A operação ocorreu nesta terça-feira (7) e identificou que o equipamento fornecia volume inferior ao registrado no momento do abastecimento. A verificação foi feita pela Agência Nacional do Petróleo, Gás Natural e Biocombustíveis (ANP).
A aferição utilizou equipamento padrão de 20 litros, que apontou diferença no volume entregue ao consumidor. A bomba irregular foi interditada e lacrada.
A operação integra uma ação conjunta coordenada pela Polícia Civil de Roraima (PCRR), por meio da Delegacia de Defesa do Consumidor (DDCON), com participação da ANP, Procon estadual, vinculado à Secretaria de Justiça e Cidadania (Sejuc), Procon Municipal e apoio da Polícia Rodoviária Federal (PRF).
Segundo o delegado Rodrigo Gomides, titular da DDCON, a fiscalização envolve análise detalhada de cada ponto de abastecimento.

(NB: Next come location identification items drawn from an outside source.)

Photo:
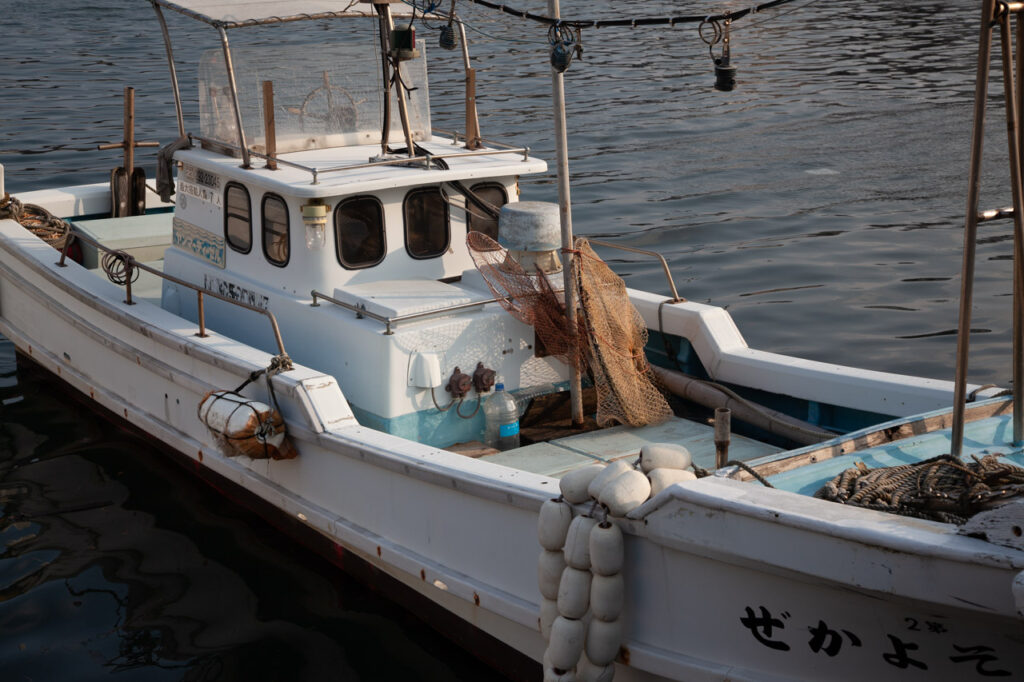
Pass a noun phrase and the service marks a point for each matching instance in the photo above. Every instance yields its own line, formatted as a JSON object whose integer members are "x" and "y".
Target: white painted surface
{"x": 696, "y": 555}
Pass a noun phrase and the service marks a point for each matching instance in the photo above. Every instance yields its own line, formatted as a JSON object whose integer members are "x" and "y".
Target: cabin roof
{"x": 298, "y": 182}
{"x": 239, "y": 13}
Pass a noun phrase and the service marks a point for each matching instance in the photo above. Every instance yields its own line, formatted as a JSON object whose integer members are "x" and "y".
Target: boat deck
{"x": 987, "y": 436}
{"x": 557, "y": 457}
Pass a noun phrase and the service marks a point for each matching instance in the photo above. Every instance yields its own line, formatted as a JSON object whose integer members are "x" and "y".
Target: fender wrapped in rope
{"x": 245, "y": 427}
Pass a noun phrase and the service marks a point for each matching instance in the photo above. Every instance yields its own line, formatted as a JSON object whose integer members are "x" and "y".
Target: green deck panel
{"x": 987, "y": 436}
{"x": 563, "y": 455}
{"x": 546, "y": 459}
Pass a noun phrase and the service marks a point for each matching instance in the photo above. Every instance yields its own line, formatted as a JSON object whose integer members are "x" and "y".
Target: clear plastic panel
{"x": 324, "y": 94}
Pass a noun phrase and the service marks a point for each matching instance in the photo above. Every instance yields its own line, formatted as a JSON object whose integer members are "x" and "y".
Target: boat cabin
{"x": 355, "y": 243}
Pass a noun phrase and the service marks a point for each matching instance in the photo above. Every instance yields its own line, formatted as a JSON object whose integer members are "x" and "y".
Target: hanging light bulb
{"x": 448, "y": 39}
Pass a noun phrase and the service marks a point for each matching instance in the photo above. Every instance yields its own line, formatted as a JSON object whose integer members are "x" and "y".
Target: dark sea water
{"x": 821, "y": 203}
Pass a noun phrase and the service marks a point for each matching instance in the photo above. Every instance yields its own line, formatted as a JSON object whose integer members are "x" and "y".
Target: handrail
{"x": 131, "y": 264}
{"x": 403, "y": 161}
{"x": 676, "y": 298}
{"x": 361, "y": 311}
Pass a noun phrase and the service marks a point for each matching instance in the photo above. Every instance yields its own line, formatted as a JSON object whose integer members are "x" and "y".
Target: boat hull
{"x": 724, "y": 580}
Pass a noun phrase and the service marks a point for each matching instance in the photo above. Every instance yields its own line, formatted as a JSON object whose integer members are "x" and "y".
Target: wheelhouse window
{"x": 238, "y": 218}
{"x": 274, "y": 229}
{"x": 427, "y": 231}
{"x": 358, "y": 230}
{"x": 477, "y": 219}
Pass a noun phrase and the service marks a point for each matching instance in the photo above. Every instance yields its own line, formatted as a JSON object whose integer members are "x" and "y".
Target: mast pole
{"x": 565, "y": 216}
{"x": 971, "y": 227}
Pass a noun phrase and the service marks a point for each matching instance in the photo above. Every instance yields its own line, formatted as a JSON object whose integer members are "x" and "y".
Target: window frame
{"x": 288, "y": 228}
{"x": 228, "y": 214}
{"x": 448, "y": 220}
{"x": 488, "y": 184}
{"x": 338, "y": 238}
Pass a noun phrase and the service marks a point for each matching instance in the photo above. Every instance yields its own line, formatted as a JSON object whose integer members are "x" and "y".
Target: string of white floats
{"x": 580, "y": 570}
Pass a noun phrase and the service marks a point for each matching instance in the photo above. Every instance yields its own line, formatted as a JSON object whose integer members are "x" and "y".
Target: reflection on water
{"x": 114, "y": 560}
{"x": 821, "y": 203}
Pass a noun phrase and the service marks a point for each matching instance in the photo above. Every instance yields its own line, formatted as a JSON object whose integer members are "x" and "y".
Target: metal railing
{"x": 130, "y": 265}
{"x": 676, "y": 298}
{"x": 425, "y": 161}
{"x": 360, "y": 311}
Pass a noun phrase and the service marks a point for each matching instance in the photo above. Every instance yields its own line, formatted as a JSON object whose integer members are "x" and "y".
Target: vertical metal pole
{"x": 201, "y": 315}
{"x": 723, "y": 429}
{"x": 565, "y": 215}
{"x": 971, "y": 225}
{"x": 235, "y": 96}
{"x": 472, "y": 120}
{"x": 1018, "y": 328}
{"x": 385, "y": 67}
{"x": 1010, "y": 87}
{"x": 129, "y": 129}
{"x": 269, "y": 126}
{"x": 174, "y": 73}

“É um trabalho minucioso. Cada bomba, cada bico de abastecimento é verificado, tanto na questão da qualidade, como os percentuais e a composição do combustível, quanto na quantidade efetivamente fornecida ao consumidor. Além disso, a ANP está analisando os preços praticados desde fevereiro, para verificar possíveis aumentos repassados ao consumidor”, afirmou.
De acordo com ele, a irregularidade será investigada também na esfera criminal.
“Recebemos o relatório técnico da ANP e, diante da comprovação de que o consumidor estava pagando por um volume maior do que o efetivamente fornecido, a Polícia Civil vai instaurar inquérito para apurar a responsabilidade do proprietário do estabelecimento”, disse.
O coordenador do Procon estadual, Daniel Santos, destacou que a fiscalização inclui análise dos preços praticados pelos postos.
“O Procon está notificando os estabelecimentos para apresentação das notas fiscais de aquisição dos combustíveis. A partir dessa documentação, será possível realizar um levantamento detalhado dos preços praticados desde fevereiro, verificando se houve repasse abusivo ao consumidor”, explicou.
As ações devem continuar durante a semana em diferentes regiões da capital.
A Polícia Civil orienta que consumidores registrem ocorrência em caso de suspeita de irregularidades.
“Denúncias relacionadas a preços abusivos também podem ser formalizadas junto aos Procons estadual e municipal”, reforçou o delegado.